07 de abril de 2006 • 13h52 • atualizado às 15h06

O Patriarcado ortodoxo de Moscou afirmou hoje que a descoberta do "Evangelho de Judas", cujo texto foi publicado ontem por cientistas americanos e suíços, não afeta a doutrina cristã e só tem interesse histórico. "Não podemos imaginar que a descoberta de um texto atribuído a um personagem do início do cristianismo ou mesmo de um dos discípulos de Cristo mude a composição da Sagrada Escritura", declarou o porta-voz do departamento de Relações Exteriores do Patriarcado de Moscou, o padre Mikhail Dudkó.

A revista National Geographic divulgou ontem o original e a tradução para o inglês do texto de um papiro encontrado no Egito em 1978. É a única cópia existente do "Evangelho de Judas", traduzido para o copta a partir do original em grego.

Segundo o texto, Judas não foi o traidor que vendeu Jesus por 30 moedas de prata, mas um discípulo privilegiado, encarregado da missão mais difícil: sacrificá-lo para ajudar a sua essência divina a escapar da prisão do corpo e subir ao céu.

O porta-voz da Igreja Ortodoxa Russa disse que textos relativos ao período inicial do cristianismo já foram encontrados outras vezes e continuarão sendo. Por isso, "o interesse no 'Evangelho de Judas' é acima de tudo, histórico".

"Não há possibilidade alguma de incorporar o livro à Sagrada Escritura. Mas ele pode revelar novos detalhes históricos", explicou Dudkó. Ele acrescentou que será necessário um minucioso estudo para determinar o verdadeiro valor histórico do documento.

O diácono Andrei Kuráyev, conhecido teólogo ortodoxo russo e professor da Academia Espiritual de Moscou, opinou que o "Evangelho de Judas" tem pouco a acrescentar aos conhecimentos sobre a vida de Jesus Cristo e dos apóstolos.

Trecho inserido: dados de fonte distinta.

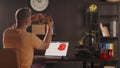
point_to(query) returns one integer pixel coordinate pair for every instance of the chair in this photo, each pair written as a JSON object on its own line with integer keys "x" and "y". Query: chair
{"x": 9, "y": 58}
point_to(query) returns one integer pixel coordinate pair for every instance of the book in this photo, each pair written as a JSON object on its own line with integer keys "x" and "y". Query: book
{"x": 104, "y": 30}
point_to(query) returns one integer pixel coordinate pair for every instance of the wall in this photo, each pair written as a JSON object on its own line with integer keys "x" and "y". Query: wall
{"x": 69, "y": 18}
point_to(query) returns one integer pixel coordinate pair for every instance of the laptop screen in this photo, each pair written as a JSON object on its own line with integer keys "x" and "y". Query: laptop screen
{"x": 57, "y": 49}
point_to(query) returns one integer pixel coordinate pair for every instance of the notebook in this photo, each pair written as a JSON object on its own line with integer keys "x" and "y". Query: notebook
{"x": 57, "y": 49}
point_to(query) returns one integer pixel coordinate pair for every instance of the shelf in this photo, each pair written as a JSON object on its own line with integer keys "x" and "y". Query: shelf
{"x": 109, "y": 16}
{"x": 108, "y": 39}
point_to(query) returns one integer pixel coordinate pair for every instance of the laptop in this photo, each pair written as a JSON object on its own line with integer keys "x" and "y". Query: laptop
{"x": 57, "y": 49}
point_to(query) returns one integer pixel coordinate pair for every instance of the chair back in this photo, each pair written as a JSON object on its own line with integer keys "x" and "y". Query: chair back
{"x": 9, "y": 58}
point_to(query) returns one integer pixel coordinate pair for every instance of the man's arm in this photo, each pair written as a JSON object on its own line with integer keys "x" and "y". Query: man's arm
{"x": 48, "y": 36}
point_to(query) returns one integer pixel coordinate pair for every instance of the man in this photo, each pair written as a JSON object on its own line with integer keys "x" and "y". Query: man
{"x": 25, "y": 42}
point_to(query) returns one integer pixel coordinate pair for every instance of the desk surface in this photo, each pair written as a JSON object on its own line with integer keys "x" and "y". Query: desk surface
{"x": 42, "y": 58}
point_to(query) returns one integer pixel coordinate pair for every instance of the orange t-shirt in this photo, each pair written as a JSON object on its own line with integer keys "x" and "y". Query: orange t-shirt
{"x": 24, "y": 42}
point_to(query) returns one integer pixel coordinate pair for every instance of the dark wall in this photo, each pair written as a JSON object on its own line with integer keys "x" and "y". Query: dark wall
{"x": 69, "y": 16}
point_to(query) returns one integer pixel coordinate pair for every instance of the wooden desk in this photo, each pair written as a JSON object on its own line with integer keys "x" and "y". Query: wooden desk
{"x": 38, "y": 59}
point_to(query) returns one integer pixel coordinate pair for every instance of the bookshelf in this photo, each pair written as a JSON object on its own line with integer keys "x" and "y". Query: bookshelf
{"x": 107, "y": 14}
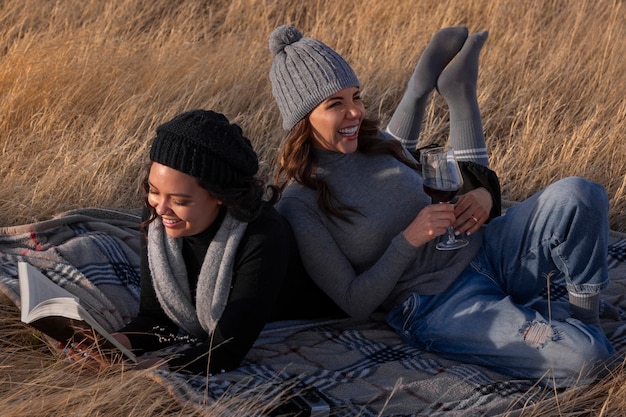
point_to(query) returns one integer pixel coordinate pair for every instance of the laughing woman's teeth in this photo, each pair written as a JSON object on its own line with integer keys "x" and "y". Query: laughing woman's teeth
{"x": 349, "y": 131}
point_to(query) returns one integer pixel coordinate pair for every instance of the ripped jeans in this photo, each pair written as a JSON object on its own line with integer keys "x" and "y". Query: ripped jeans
{"x": 490, "y": 315}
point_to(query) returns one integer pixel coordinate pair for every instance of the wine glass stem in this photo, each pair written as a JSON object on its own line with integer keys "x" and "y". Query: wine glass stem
{"x": 451, "y": 237}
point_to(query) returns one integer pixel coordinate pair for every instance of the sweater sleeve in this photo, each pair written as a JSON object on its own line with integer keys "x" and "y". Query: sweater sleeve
{"x": 357, "y": 293}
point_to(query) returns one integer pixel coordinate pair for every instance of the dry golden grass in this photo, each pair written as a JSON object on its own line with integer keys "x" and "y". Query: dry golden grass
{"x": 83, "y": 84}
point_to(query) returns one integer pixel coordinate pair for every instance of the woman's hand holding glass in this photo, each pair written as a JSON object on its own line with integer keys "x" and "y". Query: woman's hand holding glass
{"x": 472, "y": 210}
{"x": 433, "y": 221}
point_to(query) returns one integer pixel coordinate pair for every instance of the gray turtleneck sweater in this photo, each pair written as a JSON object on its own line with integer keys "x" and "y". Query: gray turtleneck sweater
{"x": 368, "y": 263}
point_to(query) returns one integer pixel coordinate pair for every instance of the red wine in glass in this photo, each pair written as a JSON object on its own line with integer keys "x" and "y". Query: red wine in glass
{"x": 442, "y": 180}
{"x": 443, "y": 194}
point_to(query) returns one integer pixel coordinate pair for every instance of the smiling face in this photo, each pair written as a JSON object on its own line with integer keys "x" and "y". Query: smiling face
{"x": 184, "y": 207}
{"x": 335, "y": 121}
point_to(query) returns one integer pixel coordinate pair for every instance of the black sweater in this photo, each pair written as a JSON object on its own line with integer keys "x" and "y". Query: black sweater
{"x": 268, "y": 283}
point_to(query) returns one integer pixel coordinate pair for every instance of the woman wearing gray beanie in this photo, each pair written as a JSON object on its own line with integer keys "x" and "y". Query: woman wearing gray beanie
{"x": 367, "y": 231}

"Não pode ser obra de Judas Iscariotes pela simples razão que Judas se enforcou no mesmo dia em que Cristo foi crucificado.

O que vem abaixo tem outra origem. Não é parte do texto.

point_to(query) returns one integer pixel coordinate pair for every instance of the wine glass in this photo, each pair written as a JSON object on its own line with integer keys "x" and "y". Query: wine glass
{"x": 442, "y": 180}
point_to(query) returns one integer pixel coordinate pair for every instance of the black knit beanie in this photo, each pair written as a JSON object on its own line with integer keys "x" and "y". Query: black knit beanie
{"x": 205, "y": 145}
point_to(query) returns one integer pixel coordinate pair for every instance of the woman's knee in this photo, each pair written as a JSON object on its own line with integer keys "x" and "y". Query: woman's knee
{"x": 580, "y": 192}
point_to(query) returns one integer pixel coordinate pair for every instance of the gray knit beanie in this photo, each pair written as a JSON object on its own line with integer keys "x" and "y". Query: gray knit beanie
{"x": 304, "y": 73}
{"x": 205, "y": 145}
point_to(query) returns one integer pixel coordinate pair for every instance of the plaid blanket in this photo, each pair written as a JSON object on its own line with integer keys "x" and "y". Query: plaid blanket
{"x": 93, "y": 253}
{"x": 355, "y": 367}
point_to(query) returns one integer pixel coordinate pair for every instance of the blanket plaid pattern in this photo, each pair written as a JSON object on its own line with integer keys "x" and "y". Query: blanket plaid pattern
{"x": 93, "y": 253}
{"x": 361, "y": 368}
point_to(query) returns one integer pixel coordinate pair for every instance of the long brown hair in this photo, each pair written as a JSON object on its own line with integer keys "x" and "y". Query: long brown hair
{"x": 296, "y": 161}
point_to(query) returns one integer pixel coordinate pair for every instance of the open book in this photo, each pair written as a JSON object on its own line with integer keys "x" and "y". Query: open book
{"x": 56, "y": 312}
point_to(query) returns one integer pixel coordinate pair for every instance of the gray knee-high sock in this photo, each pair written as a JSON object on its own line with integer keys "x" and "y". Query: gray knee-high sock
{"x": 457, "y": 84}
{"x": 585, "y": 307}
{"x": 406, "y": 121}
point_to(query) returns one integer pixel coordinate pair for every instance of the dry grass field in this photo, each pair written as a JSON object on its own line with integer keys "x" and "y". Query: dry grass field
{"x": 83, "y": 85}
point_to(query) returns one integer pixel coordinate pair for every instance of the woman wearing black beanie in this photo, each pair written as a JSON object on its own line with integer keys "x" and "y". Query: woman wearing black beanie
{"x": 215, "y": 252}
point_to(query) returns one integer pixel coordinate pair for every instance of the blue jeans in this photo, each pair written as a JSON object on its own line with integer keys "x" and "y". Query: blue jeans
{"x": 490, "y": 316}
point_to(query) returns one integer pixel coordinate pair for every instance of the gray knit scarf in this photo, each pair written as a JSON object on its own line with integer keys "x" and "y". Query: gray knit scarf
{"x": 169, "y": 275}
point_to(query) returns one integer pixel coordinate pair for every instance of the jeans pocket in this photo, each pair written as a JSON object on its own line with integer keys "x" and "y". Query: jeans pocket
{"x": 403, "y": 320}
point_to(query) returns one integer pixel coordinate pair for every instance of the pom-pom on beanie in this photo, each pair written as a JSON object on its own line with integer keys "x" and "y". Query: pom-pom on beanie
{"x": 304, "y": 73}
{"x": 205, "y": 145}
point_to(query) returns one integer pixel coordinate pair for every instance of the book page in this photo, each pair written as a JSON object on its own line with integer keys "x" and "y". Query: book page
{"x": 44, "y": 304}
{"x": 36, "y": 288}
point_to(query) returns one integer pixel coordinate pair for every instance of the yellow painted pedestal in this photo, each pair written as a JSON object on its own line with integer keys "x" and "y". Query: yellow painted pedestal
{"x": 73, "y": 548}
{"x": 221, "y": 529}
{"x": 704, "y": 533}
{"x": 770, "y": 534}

Portanto, não pode haver nenhum ''Evangelho de Judas'', e o texto, provavelmente, foi criado por alguma das seitas gnósticas dos séculos III e IV", afirmou.

Kuráyev lembrou que na época, principalmente no Egito, surgiram várias correntes ocultistas pseudocristãs. Algumas delas cultuavam os personagens bíblicos mais detestados, como os cainitas, que prestavam culto a Caim, o primeiro assassino, e os ofitas, que veneravam a Serpente que tentou Adão e Eva.

"O chamado 'Evangelho de Judas' pode ampliar nosso conhecimento sobre as crenças gnósticas daqueles tempos. Mas dificilmente mudará ou aumentará nosso conhecimento sobre a vida de Cristo e da primeira comunidade apostólica", opinou.

O teólogo russo apontou ainda a diferença entre uma divulgação na imprensa e uma publicação científica, que deve descrever a história da descoberta, o estado físico do manuscrito, o grau de conservação, uma análise da escrita e do contexto cultural.

"Enquanto não forem cumpridas estas condições, não pode haver um comentário sério sobre o 'Evangelho de Judas'", disse Kuráyev.